The Fulmine Delta Protocol

Fulmine is a distributed data-model system that uses record entities as the building blocks for the data-model. The records are transmitted between Fulmine instances using a custom protocol.

Overview

The protocol transmits record entities as a frame. A frame is a sequence of bytes. The length of the frame is variable. Record entities are flat data structures composed of fields with data. Each field in a record is assigned an integer field code. The protocol uses the field codes when constructing a frame. This enables more compact representation of the record by using field codes.

The data for each field is further compacted, for integrals only, in that only the required number of bytes to successfully reconstruct the value are sent; the integral 120, whilst represented as 4 bytes in memory only needs 1 byte for transmission.

A record entity indicates which fields are ‘dirty’ (i.e. should be transmitted because they have changed since the last transmission). Only ‘dirty’ fields are transmitted, thus enabling a smaller frame size. Thus only a delta of the record is transmitted.

Frame Structure

A frame is composed of three segments; preamble, header, data.

Preamble

The preamble serves to describe what record type the frame is transmitting and the length of the header and data segments. The pre-amble has a dynamic section and a static section. The dynamic section is a variable-length segment that describes the record identity (name) and how many bytes compose the record name. The Record ID is always a string (encoding is covered later on).

Static section

The static section is formatted as shown below.

The header and data size identify the byte sizes of the header and data segments, respectively.

Header

The header identifies the fields that are transmitted in the frame and where the data for the field exists in the data segment. The structure is composed of repeating field specification sub-structures. There is one field specification for each field that is transmitted in the frame.

A field specification contains 4 segments; a field byte count (FBC), data position byte count (DBC), the field code and the data position.

Segment	Meaning
FBC	The number of bytes to read to resolve the compacted field code.
DBC	The number of bytes to read to resolve the compacted data position.
Field code	The field code that identifies the field, specified as a compacted integer (see String wire format field specification). How the code is transmitted and registered is not defined explicitly by the protocol.
Data position	The data position is the value of the position in the data segment where the data for the field occurs. This value is specified as a compacted integer.

The concept of compacted integers is described in Compacted Integral Transmission.

String wire format field specification

There are two ‘flavours’ of field specification; integer wire format and string wire format. The difference is that an integer wire format field spec only sends an integer code to identify the field in the record. A string wire format field spec sends the field name as a string. The frame below shows the structure of a string wire format field spec.

There is no indication in the field specification as to whether it is a string or integer wire format; the field specification is interpreted as either string or integer by application code. The only use of string wire format field specs in Fulmine is for transmitting the container definition; this describes the fields of a record (container).

Data

The data segment is a contiguous block of data for all the fields that are sent in the frame. Each field specification in the header includes the position in the data segment where the field data occurs.

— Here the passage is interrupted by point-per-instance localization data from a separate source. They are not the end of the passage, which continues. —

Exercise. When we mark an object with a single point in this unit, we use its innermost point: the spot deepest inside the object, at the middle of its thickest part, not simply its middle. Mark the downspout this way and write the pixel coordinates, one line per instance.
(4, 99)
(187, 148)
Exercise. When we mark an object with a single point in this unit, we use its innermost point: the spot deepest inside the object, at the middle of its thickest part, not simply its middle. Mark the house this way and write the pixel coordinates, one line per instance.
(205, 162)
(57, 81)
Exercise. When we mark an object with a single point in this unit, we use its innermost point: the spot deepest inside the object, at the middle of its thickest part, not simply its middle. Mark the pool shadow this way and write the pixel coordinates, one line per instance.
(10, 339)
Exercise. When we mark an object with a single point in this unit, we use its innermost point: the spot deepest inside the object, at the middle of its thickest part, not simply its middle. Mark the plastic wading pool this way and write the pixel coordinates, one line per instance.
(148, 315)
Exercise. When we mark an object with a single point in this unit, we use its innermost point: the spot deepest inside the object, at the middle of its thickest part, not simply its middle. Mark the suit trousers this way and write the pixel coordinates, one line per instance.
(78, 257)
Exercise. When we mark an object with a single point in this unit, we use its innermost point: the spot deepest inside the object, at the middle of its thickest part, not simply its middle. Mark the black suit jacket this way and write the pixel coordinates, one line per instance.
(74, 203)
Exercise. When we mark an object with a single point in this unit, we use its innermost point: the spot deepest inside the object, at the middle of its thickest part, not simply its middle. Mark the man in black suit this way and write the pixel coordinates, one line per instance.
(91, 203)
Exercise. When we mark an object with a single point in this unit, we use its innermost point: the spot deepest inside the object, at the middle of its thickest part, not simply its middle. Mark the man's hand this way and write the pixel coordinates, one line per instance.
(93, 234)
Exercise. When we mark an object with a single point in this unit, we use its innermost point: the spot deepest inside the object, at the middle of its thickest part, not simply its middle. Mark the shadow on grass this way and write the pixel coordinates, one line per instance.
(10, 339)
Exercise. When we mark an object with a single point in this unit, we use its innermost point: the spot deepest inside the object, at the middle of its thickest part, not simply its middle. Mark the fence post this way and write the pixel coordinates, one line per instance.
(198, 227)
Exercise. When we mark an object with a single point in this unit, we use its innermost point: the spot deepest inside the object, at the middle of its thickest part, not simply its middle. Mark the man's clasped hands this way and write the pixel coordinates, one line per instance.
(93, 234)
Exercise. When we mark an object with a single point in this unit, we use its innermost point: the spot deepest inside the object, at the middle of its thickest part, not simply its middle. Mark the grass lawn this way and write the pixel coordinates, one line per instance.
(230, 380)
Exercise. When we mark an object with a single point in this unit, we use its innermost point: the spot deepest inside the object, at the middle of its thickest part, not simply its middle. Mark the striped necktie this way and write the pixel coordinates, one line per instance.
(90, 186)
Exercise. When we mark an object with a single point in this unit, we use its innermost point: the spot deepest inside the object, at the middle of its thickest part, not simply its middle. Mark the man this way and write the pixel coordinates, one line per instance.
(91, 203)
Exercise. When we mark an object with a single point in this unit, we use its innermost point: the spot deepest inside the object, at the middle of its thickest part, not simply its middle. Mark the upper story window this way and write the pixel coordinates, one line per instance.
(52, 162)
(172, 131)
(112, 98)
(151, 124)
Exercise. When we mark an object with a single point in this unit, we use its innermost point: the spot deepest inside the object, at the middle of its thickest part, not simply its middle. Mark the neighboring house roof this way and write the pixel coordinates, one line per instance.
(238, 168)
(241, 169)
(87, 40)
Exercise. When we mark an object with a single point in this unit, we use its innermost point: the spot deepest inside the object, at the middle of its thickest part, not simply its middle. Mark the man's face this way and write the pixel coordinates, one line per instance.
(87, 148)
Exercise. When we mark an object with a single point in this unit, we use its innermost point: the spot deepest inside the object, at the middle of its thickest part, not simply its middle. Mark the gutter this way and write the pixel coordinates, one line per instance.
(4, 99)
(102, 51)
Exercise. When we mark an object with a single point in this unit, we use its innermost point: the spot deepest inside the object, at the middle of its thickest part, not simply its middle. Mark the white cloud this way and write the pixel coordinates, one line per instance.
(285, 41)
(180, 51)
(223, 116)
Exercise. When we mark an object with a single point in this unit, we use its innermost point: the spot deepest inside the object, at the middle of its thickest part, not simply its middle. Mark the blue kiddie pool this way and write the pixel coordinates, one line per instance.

The length of data to read for each field data is calculated by subtracting the data position of the next field specification from the current one; e.g. the length of field data 1 = (data position 2 - data position 1). If this is the last field spec in the header, the length of data terminates with the end of the data segment.

Data formats

The following table lists the data formats for the full range of supported data types. The data for the fields transmitted in a frame must be in one of these formats.

Data type	Size (bytes)	Data format
Boolean	1	0x01 for true, 0x00 for false
Signed integral up to 64 bits	1-8	Compacted integral, big-endian
Single precision, signed float	4	Single precision, IEEE 754
Double precision, signed float	8	Double precision, IEEE 754
String	?	UTF8
Record (nested)	?	Record frame

Nested records

Nested records are transmitted as nested record frames, as specified below. The nested record wire format structure follows exactly as with a standard record but without a preamble; a nested record has no identity so no preamble is required.

The only current use of nested records is for transmitting the container definition. Records are flat structures.

Compacted Integral Transmission

The compacted integral transmission technique transmits integrals using the minimum number of bytes required by truncating all leading bytes that are zero. The integrals must be represented in big-endian byte order.

It operates under the notion that the receiver of the frame can perform the data ‘inflation’ by adding the missing bytes. For this, the receiver knows the data size that the compacted integral should be. The ‘inflation’ process is a simple bitwise OR operation of the true data size bytes with the compacted integral bytes.

NOTE: there is no special treatment for float and doubles. This is because the binary fraction part will more likely have a repeating expansion so no optimisation for throwing away bytes would work. The effort required to add this is not justified seeing as the only non-repeating expansion is when dividing a number by a power of 2.

The examples below illustrate the compacted integral transmission technique.

Negative Integrals

Negative integrals must be represented as 2’s compliment. The bytes representing the negative integral are inverted and all leading 0 bytes are truncated. The remaining bytes are re-inverted and sent. On the receiver side, a bitwise AND operation is performed on the transmitted bytes and -1.